A primeira mordida foi em seu braço esquerdo, lacerando músculos. O grito mal tinha saído, quando outro lobo se projetou sobre seu corpo, o derrubando para trás. A lança rolava distante, ineficaz.
O sinal do intervalo toca e o garoto não sai de sala. Enquanto seus colegas de classe discutem episódios das séries que assistiram, ele abaixa a própria cabeça. O menino odeia o pátio da escola. Odeia o olhar dos outros. Odeia tudo aquilo.
Mesmo morando há poucos quarteirões do colégio, ele faz questão de sair de casa em cima da hora. Não quer conversar com ninguém. Anda rápido, evita contatos. Ainda assim, vez por outra, seu ombro é tocado por uma mão que o congela: pesada, forte, inconfundível. A mesma mão que já acertou suas costelas por tantas vezes.

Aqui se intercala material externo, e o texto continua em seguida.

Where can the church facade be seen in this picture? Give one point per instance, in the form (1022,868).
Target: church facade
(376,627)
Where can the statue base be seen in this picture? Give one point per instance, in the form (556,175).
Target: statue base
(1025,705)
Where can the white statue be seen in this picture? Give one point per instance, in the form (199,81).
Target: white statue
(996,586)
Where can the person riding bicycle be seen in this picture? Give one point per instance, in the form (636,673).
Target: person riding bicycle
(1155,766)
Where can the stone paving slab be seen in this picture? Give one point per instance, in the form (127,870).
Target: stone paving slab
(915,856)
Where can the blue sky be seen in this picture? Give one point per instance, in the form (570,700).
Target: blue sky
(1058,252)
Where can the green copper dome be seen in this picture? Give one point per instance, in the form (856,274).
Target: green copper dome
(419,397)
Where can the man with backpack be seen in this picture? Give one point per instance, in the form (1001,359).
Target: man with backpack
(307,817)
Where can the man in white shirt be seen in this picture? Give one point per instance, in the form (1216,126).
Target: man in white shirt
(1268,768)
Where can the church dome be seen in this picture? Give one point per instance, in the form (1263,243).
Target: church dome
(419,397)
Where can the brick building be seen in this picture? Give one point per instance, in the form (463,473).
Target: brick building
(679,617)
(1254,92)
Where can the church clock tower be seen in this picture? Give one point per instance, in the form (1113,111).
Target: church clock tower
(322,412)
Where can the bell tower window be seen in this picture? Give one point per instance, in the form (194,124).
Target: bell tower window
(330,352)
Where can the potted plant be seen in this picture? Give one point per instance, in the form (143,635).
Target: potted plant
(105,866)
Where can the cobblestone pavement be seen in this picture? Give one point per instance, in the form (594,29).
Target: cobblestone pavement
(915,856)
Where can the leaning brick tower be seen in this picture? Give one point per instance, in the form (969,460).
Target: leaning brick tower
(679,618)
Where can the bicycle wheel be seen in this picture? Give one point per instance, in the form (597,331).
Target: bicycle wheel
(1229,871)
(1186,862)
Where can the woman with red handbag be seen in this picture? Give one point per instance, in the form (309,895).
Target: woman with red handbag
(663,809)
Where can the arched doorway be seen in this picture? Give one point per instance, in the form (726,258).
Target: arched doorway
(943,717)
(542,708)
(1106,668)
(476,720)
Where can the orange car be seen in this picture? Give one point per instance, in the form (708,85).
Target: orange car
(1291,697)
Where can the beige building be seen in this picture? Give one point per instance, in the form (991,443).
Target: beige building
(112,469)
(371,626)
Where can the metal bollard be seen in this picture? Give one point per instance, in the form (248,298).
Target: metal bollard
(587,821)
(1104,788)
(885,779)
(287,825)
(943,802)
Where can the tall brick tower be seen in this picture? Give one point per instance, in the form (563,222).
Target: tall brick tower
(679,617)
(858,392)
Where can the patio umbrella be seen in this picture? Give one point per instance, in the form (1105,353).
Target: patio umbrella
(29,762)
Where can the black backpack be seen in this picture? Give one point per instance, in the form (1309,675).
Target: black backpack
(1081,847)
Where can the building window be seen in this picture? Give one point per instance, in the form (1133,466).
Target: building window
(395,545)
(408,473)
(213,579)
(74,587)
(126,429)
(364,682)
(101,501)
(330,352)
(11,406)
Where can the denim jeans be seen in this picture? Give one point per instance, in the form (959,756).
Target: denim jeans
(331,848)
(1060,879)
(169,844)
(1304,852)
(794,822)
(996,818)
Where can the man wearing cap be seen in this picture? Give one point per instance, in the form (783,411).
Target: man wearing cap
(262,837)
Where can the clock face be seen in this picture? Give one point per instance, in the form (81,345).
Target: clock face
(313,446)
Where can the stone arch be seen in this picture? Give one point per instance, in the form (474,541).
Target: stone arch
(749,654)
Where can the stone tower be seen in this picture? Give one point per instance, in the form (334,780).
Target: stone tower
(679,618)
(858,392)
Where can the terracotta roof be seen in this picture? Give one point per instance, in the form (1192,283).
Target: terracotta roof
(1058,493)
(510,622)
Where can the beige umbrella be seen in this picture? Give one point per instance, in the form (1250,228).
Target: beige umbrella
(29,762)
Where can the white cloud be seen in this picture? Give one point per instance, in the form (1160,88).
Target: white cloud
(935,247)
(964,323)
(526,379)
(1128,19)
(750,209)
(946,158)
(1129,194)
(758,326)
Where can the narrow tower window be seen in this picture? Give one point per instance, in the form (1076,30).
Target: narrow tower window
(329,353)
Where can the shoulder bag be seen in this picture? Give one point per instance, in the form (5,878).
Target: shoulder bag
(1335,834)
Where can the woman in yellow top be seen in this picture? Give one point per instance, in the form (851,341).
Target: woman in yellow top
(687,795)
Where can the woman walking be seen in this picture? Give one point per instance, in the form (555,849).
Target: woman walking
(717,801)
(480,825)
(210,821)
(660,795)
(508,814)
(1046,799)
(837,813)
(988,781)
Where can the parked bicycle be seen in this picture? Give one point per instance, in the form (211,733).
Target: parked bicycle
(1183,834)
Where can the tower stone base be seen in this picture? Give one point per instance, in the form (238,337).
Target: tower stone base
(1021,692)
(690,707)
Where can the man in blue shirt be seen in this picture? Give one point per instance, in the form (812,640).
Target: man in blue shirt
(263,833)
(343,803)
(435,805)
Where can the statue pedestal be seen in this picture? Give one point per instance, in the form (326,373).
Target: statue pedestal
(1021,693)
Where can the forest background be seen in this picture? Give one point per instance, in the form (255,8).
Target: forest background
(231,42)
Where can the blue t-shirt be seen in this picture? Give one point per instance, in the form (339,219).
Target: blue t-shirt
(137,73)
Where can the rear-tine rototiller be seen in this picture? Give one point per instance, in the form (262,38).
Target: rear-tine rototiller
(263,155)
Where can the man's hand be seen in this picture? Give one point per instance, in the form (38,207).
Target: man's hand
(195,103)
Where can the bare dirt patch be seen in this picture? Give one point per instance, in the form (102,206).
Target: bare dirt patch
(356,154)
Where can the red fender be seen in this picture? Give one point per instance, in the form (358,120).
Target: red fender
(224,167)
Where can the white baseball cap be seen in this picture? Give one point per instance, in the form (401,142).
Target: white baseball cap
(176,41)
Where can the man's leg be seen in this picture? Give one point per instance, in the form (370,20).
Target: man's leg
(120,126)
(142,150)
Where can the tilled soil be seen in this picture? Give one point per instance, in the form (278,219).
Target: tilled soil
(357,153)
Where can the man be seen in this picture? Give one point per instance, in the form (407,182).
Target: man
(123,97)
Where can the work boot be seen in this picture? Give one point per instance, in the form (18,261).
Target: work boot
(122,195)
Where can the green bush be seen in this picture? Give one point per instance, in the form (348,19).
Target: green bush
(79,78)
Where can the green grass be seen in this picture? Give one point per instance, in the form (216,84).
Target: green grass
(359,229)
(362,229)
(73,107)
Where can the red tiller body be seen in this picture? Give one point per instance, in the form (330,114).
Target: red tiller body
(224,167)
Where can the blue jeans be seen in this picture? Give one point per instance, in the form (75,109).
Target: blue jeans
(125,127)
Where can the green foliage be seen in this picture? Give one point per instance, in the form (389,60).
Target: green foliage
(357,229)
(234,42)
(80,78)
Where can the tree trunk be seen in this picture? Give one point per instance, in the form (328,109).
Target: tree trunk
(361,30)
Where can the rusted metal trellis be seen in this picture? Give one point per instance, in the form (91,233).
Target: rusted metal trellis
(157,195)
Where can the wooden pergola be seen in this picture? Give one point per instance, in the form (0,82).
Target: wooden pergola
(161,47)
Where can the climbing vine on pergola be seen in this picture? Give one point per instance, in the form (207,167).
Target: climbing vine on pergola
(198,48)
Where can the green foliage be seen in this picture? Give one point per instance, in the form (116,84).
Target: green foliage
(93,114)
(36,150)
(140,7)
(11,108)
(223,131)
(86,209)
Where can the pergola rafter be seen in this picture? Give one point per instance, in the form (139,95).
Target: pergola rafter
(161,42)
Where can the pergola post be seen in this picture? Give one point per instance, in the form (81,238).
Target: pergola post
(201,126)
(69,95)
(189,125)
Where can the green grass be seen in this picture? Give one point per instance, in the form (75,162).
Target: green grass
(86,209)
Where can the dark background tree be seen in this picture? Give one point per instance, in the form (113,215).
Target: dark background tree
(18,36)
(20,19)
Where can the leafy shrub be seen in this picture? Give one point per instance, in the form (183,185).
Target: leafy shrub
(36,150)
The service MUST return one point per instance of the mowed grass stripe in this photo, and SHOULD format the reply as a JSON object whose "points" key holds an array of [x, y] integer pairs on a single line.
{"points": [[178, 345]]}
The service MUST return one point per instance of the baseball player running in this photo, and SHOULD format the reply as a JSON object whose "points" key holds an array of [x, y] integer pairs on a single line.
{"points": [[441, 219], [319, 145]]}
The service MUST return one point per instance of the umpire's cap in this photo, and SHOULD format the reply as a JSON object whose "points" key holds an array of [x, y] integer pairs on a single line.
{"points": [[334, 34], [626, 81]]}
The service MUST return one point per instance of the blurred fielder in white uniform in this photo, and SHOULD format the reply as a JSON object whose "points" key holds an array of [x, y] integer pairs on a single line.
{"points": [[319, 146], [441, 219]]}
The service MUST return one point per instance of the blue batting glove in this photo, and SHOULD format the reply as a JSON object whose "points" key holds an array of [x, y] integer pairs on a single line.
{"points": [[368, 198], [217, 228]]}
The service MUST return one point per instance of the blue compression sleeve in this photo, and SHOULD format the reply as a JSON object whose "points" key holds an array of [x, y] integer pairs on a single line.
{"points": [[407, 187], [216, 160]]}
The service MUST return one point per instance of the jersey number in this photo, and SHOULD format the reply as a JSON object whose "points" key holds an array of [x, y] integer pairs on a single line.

— Tá correndo por quê? Que pressa é essa?
— Eu tô atrasado. Me deixa, cara.
— Que isso? E nossa amizade? Você não vai fazer a desfeita de ignorar seu amigão aqui, não é mesmo?
— Eu não fiz nada. Por que você me persegue?
— Porque você é fraco e eu preciso marcar uns pontos.
O intervalo por vezes é interminável. As pernas se agitam em um ritmo frenético e constante enquanto o menino tira de sua mochila uma vasilha de plástico, com um sanduíche de pão de forma recheado por queijo e presunto. O lanche é gostoso, mas precipita a sede. Sem se tocar, ele se pega andando na direção do bebedouro. Mas a moldura da porta da sala de aula é uma barreira. Ele congela e se lembra que os lobos estão no intervalo. Não, ele não vai.
Os gritos são abafados pelas mordidas dos lobos. O calor e a ardência se confundem a cada vez que sente um naco de carne ser arrancado de seu corpo. Ele está prestes a se entregar. Os olhos miram o céu cada vez mais escuro e azul. O vento não é mais sentido. Por mais uma vez a angústia e impotência o dominarão.
Mas o que é isso em sua mão? Uma rocha lascada, uma faca construída por ele mesmo, mas ainda sem cabo. Ele pega a ferramenta e tenta ferir um dos predadores. A faca não entra no couro dos animais. É preciso mais força. Mas, para isso, é preciso segurar com mais firmeza a pedra afiada. A mão se fere, mas ele não sente mais tanta dor, apenas o sangue que volta a escorrer. E, em um movimento bruto, a faca penetra no pescoço de um dos lobos.
Ele matou um lobo pela primeira vez.
Sem forças para se levantar, o garoto decidiu não mais fugir, mas chamar a atenção dos lobos. Agora ele sabia manusear um instrumento letal. Dois animais foram ao encontro da própria morte, atraídos pelo sangue fresco do jovem caído. Já eram três lobos mortos naquela noite. Os demais, inclusive o líder da alcateia, finalmente decidiram se afastar. Mas era possível enxergar a vingança e a retribuição nos olhares de cada um.
— Não sei se você realmente me conhece, cara.
— Mas é o quê, tampinha? Agora passou a responder o amigão aqui?
— Não tenho tempo pra você. — O menino, pela primeira vez, olhou nos olhos de quem o intimidava e seguiu para sua sala.
Aquela foi a primeira noite que teve um sonho diferente dos de costume. Os seus pesadelos eram recorrentes. Sempre sozinho como um garoto nômade em um mundo primal e precário, tinha de lutar para sobreviver. Seu destino era sempre trágico. Contudo, ao invés de fugir, naquela noite, ele abraçou o seu medo e seguiu em frente, afastando os lobos, ainda que se machucando muito com isso.
Alguma coisa mudou na vida daquele garoto desde então. E aquela manhã provava isso. Ao atravessar o portal da sala de aula no intervalo, ele conseguiu enxergar uma espécie de aura bizarra ao redor de alguns valentões, enquanto passava pelo corredor e olhava para o pátio. O que seria aquilo? O que estava acontecendo?